酒税の引き上げの「ターゲット」の一つが、ビールや発泡酒よりも適用税率が低い「第3のビール」だ。消費者の節約志向の高まりで大ヒットしていて、08年には発泡酒と第3のビールの売上げは逆転した。
鳩山首相が「増税検討」を指示
酒税法によると、ビールはアルコール度数に関係なく、1キロリットルあたり22万円の「定額」になっている。同じように、発泡酒は13万4250円(麦芽比率25%未満)、「第3のビール」は8万円と低く設定されている。「安価」が売りものの「第3のビール」だが、ビール類の価格の差は、そのまま税率の差といってもいい。
ビール業界はこれまで、ビール酒税の減税を強く求めてきており、10年度の税制改正要望も「ビール、発泡酒の減税」が柱。そのうえで、「第3のビール」の増税を阻止する考えを基本としている。
鳩山首相が酒税とたばこ税について「健康への負荷を踏まえた課税」の検討を政府税制調査会に指示したことから、危機感を抱いたビール業界は10月23日、財務省で開かれた「政策会議」で、先手を打って「増税反対」を訴えた。
「環境」と「健康」を重視した税率に変わる?
自民政権下では、酒税やたばこ税は税収不足を補うための、いわば「打ち出の小槌」だった。簡単に言えば、消費税の引き上げでは国民の反発が大きいため、「取りやすい」ところから徴収するということだ。それでは自民政権となにも変わらない。

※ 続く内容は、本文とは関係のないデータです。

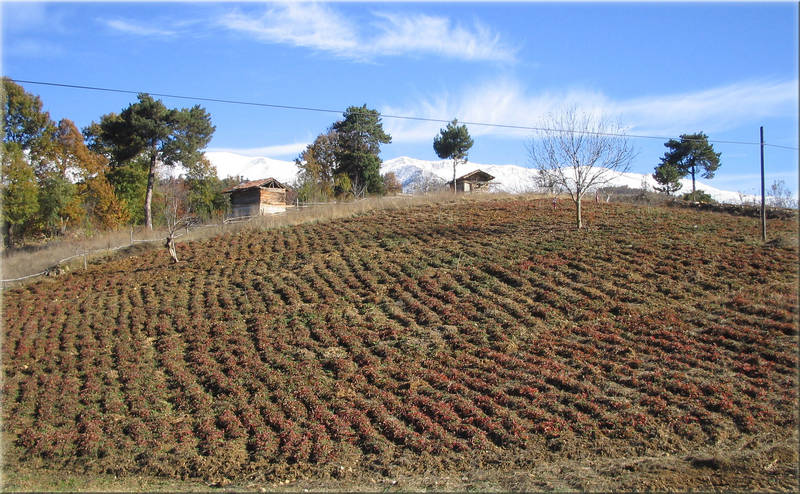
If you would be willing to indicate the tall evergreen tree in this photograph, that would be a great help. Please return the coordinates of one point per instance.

民主党は「間接税については『環境』と『健康』を重視した税率にすることが基本。健康によければ税率を下げるし、悪ければ引き上げる。つまり、増税が目的ではない」と、自民政権との違いを説明する。
それを具体化する案が、酒税の「度数課税」だ。度数課税はアルコール度数の高いほど税率が上がる。現行の酒税では一部適用していて、たとえば焼酎類ではアルコール度数が20度(1キロリットルあたり20万円)を超えると、1度ごとに1万円が加算される仕組みになっている。ただし、ビール類には適用されていない。
見直しとなると、まったく新たな税体系になるわけだ。
アルコール度数で税率が決まるようになると、ウイスキーなどは税率が上がる可能性があるし、同じビールでも銘柄によって税率が異なることもあり得る。
ビール会社で構成する発泡酒の税制を考える会は、「度数課税を導入するのであれば、お酒をジャンルで分けるようなことなく、公平に課税してほしい」と要望する。